We all think our brownie recipe is the best ever, don't we? So if I tell you these brownies are the best! ever! you may believe me, or you may not, and that's cool. There's lots of room in the brownie-verse to handle such claims, and how fun is it exploring this chocolaty territory? I can think of worse things to do on a Friday night. It was either make brownies or brush the cats and the poor things are still bitter about their inadequate grooming. C'est la vie! Mama needs her brownies.

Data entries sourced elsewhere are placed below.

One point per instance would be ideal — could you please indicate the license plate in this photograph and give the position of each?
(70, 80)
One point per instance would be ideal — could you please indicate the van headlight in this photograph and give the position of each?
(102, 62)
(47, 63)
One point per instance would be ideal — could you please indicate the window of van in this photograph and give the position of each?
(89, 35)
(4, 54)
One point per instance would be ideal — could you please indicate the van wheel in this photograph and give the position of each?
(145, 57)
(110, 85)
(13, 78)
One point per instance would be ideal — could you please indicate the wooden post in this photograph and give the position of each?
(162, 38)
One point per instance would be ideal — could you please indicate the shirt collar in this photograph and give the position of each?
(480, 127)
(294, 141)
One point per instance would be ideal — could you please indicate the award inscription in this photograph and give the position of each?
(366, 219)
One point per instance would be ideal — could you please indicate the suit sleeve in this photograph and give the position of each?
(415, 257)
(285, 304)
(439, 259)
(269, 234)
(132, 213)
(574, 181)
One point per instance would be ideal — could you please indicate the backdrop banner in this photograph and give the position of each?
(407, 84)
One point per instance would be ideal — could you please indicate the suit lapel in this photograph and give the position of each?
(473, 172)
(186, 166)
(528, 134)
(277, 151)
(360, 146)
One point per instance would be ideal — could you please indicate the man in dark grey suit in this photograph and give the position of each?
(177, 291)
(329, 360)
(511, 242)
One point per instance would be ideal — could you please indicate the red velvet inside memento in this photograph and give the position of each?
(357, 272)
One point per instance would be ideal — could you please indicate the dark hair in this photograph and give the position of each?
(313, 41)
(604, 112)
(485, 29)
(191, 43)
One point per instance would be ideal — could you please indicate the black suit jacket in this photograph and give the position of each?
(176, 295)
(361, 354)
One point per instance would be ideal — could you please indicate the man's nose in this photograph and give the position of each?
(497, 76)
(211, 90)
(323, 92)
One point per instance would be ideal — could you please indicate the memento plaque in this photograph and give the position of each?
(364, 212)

What I love about this recipe is that it's incredibly simple (one pot!) and deadly delicious. Life is complicated enough, we don't need to worry if we have the right chocolate to melt down to get our brownie fix. Go ahead and open your cupboard door and take a peek inside. I bet you have all the ingredients at the ready. Cocoa, white sugar, salt, vanilla, flour. Now go look in your fridge and I know you have eggs and butter. And soon you can have brownies!
The recipe is not unlike the one I grew up making - the one on the side of the Fry's Cocoa tin - minus the baking powder. Deep, dark, dense with the right about of fudge factor and full on chocolate richness, they have that lightly crackled surface that gives way to the glory beneath it. It's impossible not to eat one, still warm and slightly gooey. Good.
Food 52 is to blame for making me eat too many in one seating. They posted Alice Medrich's recipe, with great aplomb, as did Deb and Lori and I figured it was my food blogger duty to investigate further. The cool thing here is that the brownies come together so quickly and we can control the amount fat, sugar and chocolate we want. Any cocoa will work, but natural (not Dutch process) will yield a richer chocolate flavour. So what are we waiting for, let's go!
The original recipe said to use a heat proof bowl set over pot of simmering water. I'm not a fan of double boilers, so I just melted the butter first in a medium pot then stirred in the cocoa and sugar, kept it on low and stirred until it was all one cohesive unit, and too hot to touch comfortably. It will look gritty and freaky, but that's normal.
Crack in a couple of eggs and beat it with your wooden spoon, until shiny and glossy and thick. Stir in the flour and beat it 40 times, again with your wooden spoon. I secretly love it when I can give my KitchenAid a break and bake like my grandma did 50 years ago. Plus with all this vigorous stirring I figure I'm using up a few caloric units.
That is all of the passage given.